All the routes starting on the Italian side are rather difficult to climb.
The Macugnaga wall is the highest one in Europe and drops down a full 2600 meters! Its bright white wall reflecting the morning sun can be seen from hundreds of miles away. It is a pity that this wonderful wall is extremely dangerous or enormously long to climb.
Swiss side - The starting point to climb Dufourspitze from the Swiss side is the Monte Rosa Hütte 2883 m. The easiest way to reach this refuge is to take the train from Zermatt to Rotemboden. It is also possible to go on foot following the road and then the path, following the signs for the Gornergrat.

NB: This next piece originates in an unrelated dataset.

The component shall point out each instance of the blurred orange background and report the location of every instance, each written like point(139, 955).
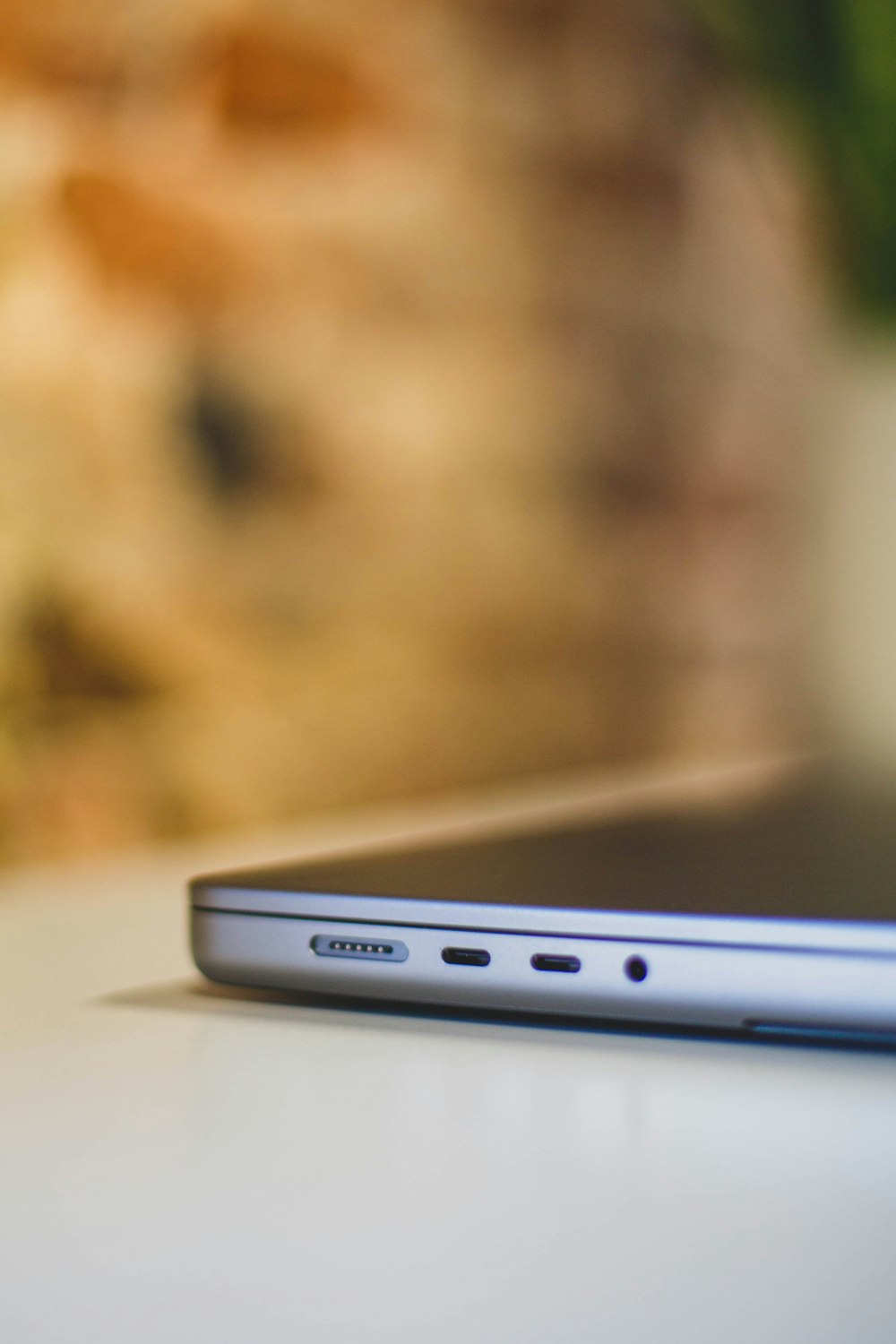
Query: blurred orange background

By train from Zermatt to Rotemboden. Here take the path that cuts and descends diagonally and gently towards the moraine. If there is still snow the slopes are very steep.
You touch the Gornergletscer, sections equipped with ropes, poles, white-blue flags. Some sections equipped with wooden pegs and cables under the shelter due to the considerable lowering of the glacier
Italian side - The starting points to climb Dufourspitze from the Italian side are the refuges Mantova and Gnifetti. Two different approachs ways are possible depending if coming from the Valle di Gressoney (Aosta) or from Val Sesia (Piemonte).

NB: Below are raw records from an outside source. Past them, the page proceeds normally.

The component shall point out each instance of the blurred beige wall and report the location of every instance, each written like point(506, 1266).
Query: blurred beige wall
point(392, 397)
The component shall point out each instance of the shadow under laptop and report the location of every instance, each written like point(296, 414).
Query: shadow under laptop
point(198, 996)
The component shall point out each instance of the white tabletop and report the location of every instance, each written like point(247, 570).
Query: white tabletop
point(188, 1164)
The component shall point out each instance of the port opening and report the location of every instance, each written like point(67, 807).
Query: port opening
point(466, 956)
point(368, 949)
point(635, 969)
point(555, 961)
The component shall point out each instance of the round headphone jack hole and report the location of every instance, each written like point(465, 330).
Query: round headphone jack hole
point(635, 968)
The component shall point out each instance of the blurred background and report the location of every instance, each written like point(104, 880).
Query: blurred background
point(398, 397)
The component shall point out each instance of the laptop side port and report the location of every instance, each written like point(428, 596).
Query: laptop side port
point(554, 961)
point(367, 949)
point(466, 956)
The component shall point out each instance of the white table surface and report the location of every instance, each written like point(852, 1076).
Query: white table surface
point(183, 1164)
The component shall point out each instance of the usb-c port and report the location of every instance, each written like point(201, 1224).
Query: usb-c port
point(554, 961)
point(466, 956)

Access via the Valle di Gressoney (Aosta Valley) - From the A5 Torino – Aosta Highway, exit Pont St. Martin and take the Valle di Gressoney, getting to Gressoney St. Jean, Gressoney La Trinité and Staffal. From Staffal take the Cable car to Alpe Gabiet – Passo dei Salati - Indren
Access via the Val Sesia (Piemonte) - From the A26 Highway exit to Romagnano Sesia and take the road to Varallo Sesia. Here continue following all the Val Sesia road to Alagna Valsesia. From Alagna Valsesia take the Cable car to Pianalunga - Passo dei Salati – Indren
Approach to Refuge Mantova 3470 m and Capanna Gnifetti 3611 m
The Rifugio Mantova is located at the foot of the Garstelet Glacier, just below the Capanna Gnifetti. Both huts are the starting point for the ascent to Piramide Vincent and to some other peaks of the Monte Rosa Group, such as Punta Gnifetti, Corno Nero, Eastern Lyskamm. You pass the cable car station leaving it to the right and head towards the small Indren glacier to cross it completely. In this section it is not normally necessary to use the crampons as there are no strong slopes and the track is normally obvious. In addition, snowfall is reduced year by year. In any case, it is appropriate to evaluate according to the season and the conditions. Crossing the glacier, or what remains of it, you reach the base of a rocky wall, here you can alternatively follow two trails: the high one that with small bends leads to the small rocky wall, where the path is equipped with fixed ropes and ladders, or follow a low trail that goes beyond the glacier and runs on the more gentle side of the wall reaching the Rifugio Mantova trail. Using the high track, it shortens the route for about 15 minutes. From here you can see both Rifugio Mantova and Rifugio Gnifetti. With a slight descent to the left you reach the Rifugio Mantova, while crossing the area of stones and rocks you enter the glacier of the Garstelet and following the obvious track to the Rifugio Gnifetti.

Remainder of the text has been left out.